Teuila Fuatai is a reporter for the NZ Herald

Chiropractor ordered to formally apologise

File photo / Thinkstock
File photo / Thinkstock

A chiropractor accused of pinching a woman's nipples while treating her for lower back and leg pain has been told to formally apologise.

Treatment provided by the chiropractor came under scrutiny after the 48-year-old woman complained to the office of the Health and Disability Commissioner (HDC), which subsequently investigated her case.

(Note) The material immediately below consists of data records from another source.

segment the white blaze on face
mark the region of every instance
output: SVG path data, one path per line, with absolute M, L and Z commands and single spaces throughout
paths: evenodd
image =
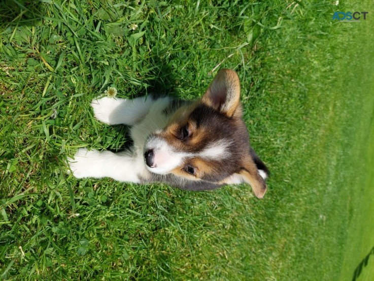
M 227 147 L 231 143 L 226 140 L 220 140 L 209 144 L 197 155 L 202 158 L 220 160 L 229 156 Z
M 165 174 L 183 163 L 186 158 L 199 157 L 203 159 L 221 160 L 229 156 L 227 147 L 229 141 L 221 140 L 207 146 L 201 151 L 196 153 L 176 151 L 174 147 L 162 138 L 153 137 L 148 140 L 145 146 L 145 151 L 153 151 L 154 167 L 147 168 L 156 174 Z
M 146 144 L 146 150 L 153 150 L 153 163 L 155 167 L 147 168 L 156 174 L 164 174 L 179 166 L 186 157 L 192 153 L 177 152 L 163 139 L 154 137 Z

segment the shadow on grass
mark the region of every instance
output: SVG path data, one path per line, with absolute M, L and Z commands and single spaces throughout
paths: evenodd
M 369 261 L 369 258 L 371 255 L 374 256 L 374 247 L 371 248 L 371 251 L 370 251 L 369 254 L 366 255 L 366 256 L 364 258 L 361 262 L 359 264 L 355 270 L 355 272 L 353 273 L 353 278 L 352 281 L 356 281 L 357 278 L 359 277 L 361 273 L 362 272 L 362 269 L 364 266 L 367 265 L 367 263 Z

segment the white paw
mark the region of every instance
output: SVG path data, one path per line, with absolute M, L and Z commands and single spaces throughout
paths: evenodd
M 266 174 L 263 170 L 259 170 L 258 173 L 260 174 L 260 175 L 262 177 L 262 178 L 264 179 L 266 179 L 267 178 L 267 174 Z
M 93 100 L 91 106 L 96 118 L 106 124 L 113 123 L 114 115 L 116 108 L 123 102 L 122 99 L 115 99 L 105 97 L 98 100 Z
M 80 148 L 74 155 L 74 158 L 67 158 L 67 163 L 73 175 L 77 178 L 92 177 L 92 164 L 94 159 L 97 158 L 96 150 L 88 151 L 86 148 Z

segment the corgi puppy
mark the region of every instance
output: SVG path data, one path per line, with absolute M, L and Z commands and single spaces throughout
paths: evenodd
M 80 148 L 67 160 L 70 169 L 77 178 L 163 182 L 190 191 L 247 183 L 262 198 L 269 171 L 250 145 L 240 96 L 236 73 L 222 69 L 197 101 L 94 100 L 98 120 L 131 126 L 133 145 L 117 153 Z

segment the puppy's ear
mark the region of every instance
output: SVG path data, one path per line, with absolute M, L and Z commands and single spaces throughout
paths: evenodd
M 259 199 L 263 198 L 267 189 L 265 179 L 260 174 L 256 164 L 249 160 L 244 168 L 239 172 L 245 182 L 249 183 L 255 195 Z
M 202 102 L 231 117 L 239 105 L 240 83 L 236 73 L 230 69 L 218 72 L 202 96 Z

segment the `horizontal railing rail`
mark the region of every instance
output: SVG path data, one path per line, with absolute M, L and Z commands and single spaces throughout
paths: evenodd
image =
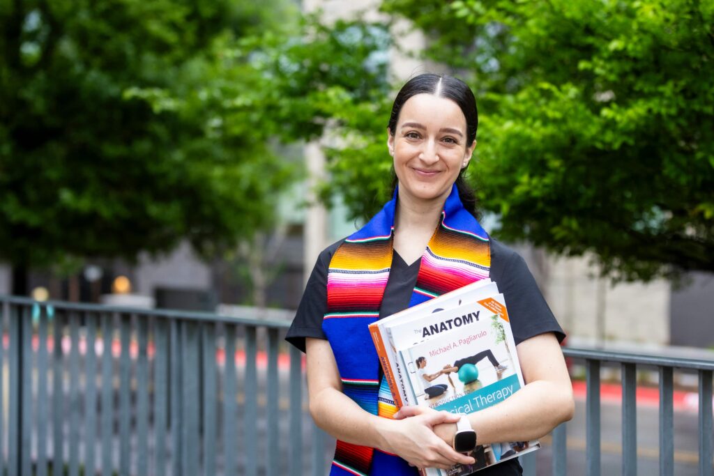
M 289 323 L 1 296 L 0 312 L 0 475 L 325 472 Z
M 0 296 L 0 312 L 1 475 L 328 471 L 333 442 L 307 410 L 303 355 L 283 342 L 289 323 L 10 296 Z M 697 375 L 698 472 L 713 476 L 714 362 L 563 353 L 585 368 L 582 474 L 601 472 L 600 375 L 614 368 L 622 474 L 638 472 L 638 372 L 646 370 L 658 380 L 660 475 L 675 474 L 674 377 L 685 373 Z M 521 458 L 525 475 L 548 467 L 575 474 L 568 470 L 570 425 L 544 439 L 550 451 Z

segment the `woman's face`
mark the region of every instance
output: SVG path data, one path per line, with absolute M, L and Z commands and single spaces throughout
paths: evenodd
M 456 103 L 417 94 L 402 106 L 394 136 L 387 131 L 400 198 L 444 201 L 476 141 L 466 143 L 466 119 Z

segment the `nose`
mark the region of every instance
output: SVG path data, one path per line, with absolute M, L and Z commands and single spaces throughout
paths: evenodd
M 421 150 L 421 153 L 419 154 L 419 158 L 428 164 L 438 162 L 439 156 L 436 151 L 436 143 L 434 141 L 424 142 L 424 146 Z

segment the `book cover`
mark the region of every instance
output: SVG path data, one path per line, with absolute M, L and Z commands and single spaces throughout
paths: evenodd
M 479 313 L 478 320 L 398 349 L 408 369 L 410 397 L 417 405 L 472 413 L 506 400 L 524 385 L 503 295 L 466 305 Z M 479 445 L 471 454 L 474 465 L 428 469 L 426 474 L 469 475 L 538 447 L 536 440 Z
M 370 324 L 370 335 L 372 336 L 377 356 L 385 378 L 389 385 L 394 403 L 398 408 L 409 405 L 411 402 L 405 381 L 404 370 L 401 365 L 396 348 L 391 341 L 388 326 L 396 322 L 409 323 L 424 315 L 455 308 L 462 302 L 475 301 L 482 295 L 479 290 L 489 285 L 493 285 L 493 288 L 497 289 L 495 283 L 490 279 L 481 280 Z

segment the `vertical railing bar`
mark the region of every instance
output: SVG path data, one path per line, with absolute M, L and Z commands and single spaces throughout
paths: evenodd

The HDC's report found that the chiropractor, referred to as Mr A, failed to provide the woman, Ms B, with appropriate diagnosis and treatment of her problems.

Ms A saw Mr B four times over a week in February 2011.

On her first visit, Mr A diagnosed Ms B with inflammation around the right hip joint and sacroiliac joint, which is located in the pelvis.

She was also diagnosed with "cervical bursitis", which can be attributed to inflammation or tenderness around the neck area. Shooting pains down the back of Ms B's leg were also noted.

The lower back and leg pain was caused by an accident Ms B had eight months earlier, the report said.

Mr A used several techniques including "urtication", which involves applying stinging nettle to various parts of her body.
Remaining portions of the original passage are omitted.